Starenkasten Geschwindigkeitskontrolle

In manchen Fällen ist es sogar vorgekommen, dass die Akteneinsicht selber das Verfahren bei der Verwaltungsbehörde (und auch Gericht) so durcheinander gebracht hat, dass zwischenzeitlich Verjährung eingetreten ist. Die Akteneinsicht unterbricht die Verjährung nämlich nicht. Allerdings ist so etwas eher ein angenehmer Zufall für den Betroffenen, als eine Dauerhaft Erfolg versprechende Verteidigung.

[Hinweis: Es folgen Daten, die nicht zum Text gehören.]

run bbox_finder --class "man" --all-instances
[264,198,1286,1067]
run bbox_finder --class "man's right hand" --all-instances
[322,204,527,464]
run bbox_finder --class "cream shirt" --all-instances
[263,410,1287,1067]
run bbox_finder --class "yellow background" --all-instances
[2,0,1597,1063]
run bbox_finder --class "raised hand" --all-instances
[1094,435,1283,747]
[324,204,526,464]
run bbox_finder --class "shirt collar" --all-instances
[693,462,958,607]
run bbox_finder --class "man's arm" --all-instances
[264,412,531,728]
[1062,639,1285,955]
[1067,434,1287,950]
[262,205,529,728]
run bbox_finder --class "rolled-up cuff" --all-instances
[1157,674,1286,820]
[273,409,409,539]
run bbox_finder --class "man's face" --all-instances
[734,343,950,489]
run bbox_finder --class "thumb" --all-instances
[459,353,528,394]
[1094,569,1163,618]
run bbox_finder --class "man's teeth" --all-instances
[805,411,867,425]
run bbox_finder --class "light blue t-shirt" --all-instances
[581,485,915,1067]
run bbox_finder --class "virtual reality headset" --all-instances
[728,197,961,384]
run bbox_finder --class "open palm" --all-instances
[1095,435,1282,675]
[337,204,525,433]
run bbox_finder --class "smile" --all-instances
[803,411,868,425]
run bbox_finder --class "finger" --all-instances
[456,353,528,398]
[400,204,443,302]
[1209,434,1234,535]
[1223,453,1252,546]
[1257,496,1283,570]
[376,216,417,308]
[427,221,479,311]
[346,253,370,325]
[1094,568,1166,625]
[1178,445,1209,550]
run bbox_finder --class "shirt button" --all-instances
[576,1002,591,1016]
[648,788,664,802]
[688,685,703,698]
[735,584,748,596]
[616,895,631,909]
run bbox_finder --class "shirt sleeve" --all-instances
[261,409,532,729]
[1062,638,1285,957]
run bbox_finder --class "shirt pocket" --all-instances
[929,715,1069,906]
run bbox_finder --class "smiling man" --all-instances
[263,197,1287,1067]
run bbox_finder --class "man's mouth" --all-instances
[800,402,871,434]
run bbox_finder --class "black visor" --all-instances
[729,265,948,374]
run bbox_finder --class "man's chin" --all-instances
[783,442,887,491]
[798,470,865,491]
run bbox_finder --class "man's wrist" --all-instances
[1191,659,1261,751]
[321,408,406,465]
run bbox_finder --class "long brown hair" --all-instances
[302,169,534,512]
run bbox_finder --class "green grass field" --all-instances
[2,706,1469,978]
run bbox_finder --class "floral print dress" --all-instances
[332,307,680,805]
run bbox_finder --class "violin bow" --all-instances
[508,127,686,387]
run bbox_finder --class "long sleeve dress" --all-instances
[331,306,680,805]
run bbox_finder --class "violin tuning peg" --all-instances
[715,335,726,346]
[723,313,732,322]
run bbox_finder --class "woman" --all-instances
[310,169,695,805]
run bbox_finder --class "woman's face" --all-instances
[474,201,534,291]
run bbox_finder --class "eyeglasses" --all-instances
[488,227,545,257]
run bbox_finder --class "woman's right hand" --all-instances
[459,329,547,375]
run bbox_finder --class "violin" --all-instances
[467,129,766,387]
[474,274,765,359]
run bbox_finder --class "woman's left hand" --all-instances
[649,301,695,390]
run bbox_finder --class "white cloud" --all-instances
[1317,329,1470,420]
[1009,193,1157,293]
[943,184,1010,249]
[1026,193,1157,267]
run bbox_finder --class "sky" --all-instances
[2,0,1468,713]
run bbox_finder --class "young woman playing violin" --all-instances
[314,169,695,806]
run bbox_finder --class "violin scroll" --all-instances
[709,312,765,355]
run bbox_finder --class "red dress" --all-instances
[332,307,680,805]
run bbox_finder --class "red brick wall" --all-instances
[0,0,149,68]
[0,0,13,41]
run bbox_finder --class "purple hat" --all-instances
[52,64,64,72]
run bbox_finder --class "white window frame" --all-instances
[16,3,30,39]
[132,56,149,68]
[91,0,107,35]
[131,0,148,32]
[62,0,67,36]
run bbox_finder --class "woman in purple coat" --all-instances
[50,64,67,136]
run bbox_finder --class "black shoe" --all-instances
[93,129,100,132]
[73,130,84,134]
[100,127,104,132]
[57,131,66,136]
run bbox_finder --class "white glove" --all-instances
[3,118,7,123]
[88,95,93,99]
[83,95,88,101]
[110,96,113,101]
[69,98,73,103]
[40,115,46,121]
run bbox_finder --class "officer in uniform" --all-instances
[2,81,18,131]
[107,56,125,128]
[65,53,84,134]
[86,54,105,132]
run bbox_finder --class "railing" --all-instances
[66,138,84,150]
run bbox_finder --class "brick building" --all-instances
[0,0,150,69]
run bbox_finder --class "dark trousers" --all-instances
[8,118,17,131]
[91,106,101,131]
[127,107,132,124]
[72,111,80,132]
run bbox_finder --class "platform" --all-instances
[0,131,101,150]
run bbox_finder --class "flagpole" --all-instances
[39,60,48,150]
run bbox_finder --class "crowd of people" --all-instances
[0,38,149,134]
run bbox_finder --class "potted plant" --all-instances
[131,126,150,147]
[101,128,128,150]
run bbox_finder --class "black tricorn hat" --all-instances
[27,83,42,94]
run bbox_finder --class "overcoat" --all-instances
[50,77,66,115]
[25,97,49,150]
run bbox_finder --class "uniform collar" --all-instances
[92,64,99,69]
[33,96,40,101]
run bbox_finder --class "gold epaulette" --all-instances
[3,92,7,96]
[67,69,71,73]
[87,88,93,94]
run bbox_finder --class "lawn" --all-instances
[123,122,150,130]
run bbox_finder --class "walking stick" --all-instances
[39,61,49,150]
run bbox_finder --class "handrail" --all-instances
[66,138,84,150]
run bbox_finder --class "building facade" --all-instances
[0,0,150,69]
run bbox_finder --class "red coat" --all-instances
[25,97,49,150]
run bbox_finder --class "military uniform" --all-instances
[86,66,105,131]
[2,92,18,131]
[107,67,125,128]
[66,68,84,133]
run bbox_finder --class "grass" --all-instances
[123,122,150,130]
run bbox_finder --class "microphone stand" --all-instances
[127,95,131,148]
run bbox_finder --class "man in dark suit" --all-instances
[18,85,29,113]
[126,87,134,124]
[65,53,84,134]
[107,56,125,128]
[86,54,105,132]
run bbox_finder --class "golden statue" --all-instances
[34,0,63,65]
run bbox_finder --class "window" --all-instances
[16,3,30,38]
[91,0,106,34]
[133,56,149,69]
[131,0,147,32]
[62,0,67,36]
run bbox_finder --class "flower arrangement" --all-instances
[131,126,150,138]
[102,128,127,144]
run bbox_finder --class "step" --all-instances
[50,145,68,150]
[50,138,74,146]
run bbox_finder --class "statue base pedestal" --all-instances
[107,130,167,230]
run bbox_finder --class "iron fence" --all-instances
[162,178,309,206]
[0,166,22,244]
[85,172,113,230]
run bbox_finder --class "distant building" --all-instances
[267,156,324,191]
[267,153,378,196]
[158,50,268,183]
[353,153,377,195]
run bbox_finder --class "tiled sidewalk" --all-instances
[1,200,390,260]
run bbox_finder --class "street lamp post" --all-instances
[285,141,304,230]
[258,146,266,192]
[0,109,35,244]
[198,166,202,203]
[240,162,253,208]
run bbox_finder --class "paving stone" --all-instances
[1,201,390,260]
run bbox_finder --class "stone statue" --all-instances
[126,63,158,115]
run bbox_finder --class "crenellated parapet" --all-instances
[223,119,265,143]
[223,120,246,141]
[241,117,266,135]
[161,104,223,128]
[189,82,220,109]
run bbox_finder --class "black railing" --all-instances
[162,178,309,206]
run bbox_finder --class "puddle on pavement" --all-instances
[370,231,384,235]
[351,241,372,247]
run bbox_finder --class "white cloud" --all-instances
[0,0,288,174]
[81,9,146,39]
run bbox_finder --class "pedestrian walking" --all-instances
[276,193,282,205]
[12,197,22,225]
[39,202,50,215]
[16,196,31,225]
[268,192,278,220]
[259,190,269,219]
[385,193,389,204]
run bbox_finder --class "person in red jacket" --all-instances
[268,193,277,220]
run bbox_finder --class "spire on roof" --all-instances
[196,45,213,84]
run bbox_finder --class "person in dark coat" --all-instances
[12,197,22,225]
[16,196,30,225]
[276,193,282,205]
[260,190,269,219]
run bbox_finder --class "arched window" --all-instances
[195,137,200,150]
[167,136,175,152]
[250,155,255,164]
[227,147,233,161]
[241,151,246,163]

Aber selbst wenn die Verfolgungsverjährung eingetreten ist, muss gegen den Bußgeldbescheid Einspruch eingelegt werden. Wird dies versäumt, wird der Bescheid rechtskräftig und man kann auch gegen den Verjährten Bescheid nichts mehr unternehmen.

Bei Fahrverbot ist neben der Verjährung auch die Verfahrensdauer zu beachten. Schafft man es, dass Verfahren über 2 Jahre zu ziehen und begeht in der Zwischenzeit keine weiteren Taten ist ein Fahrverbot in der Regel nicht mehr zu verhängen.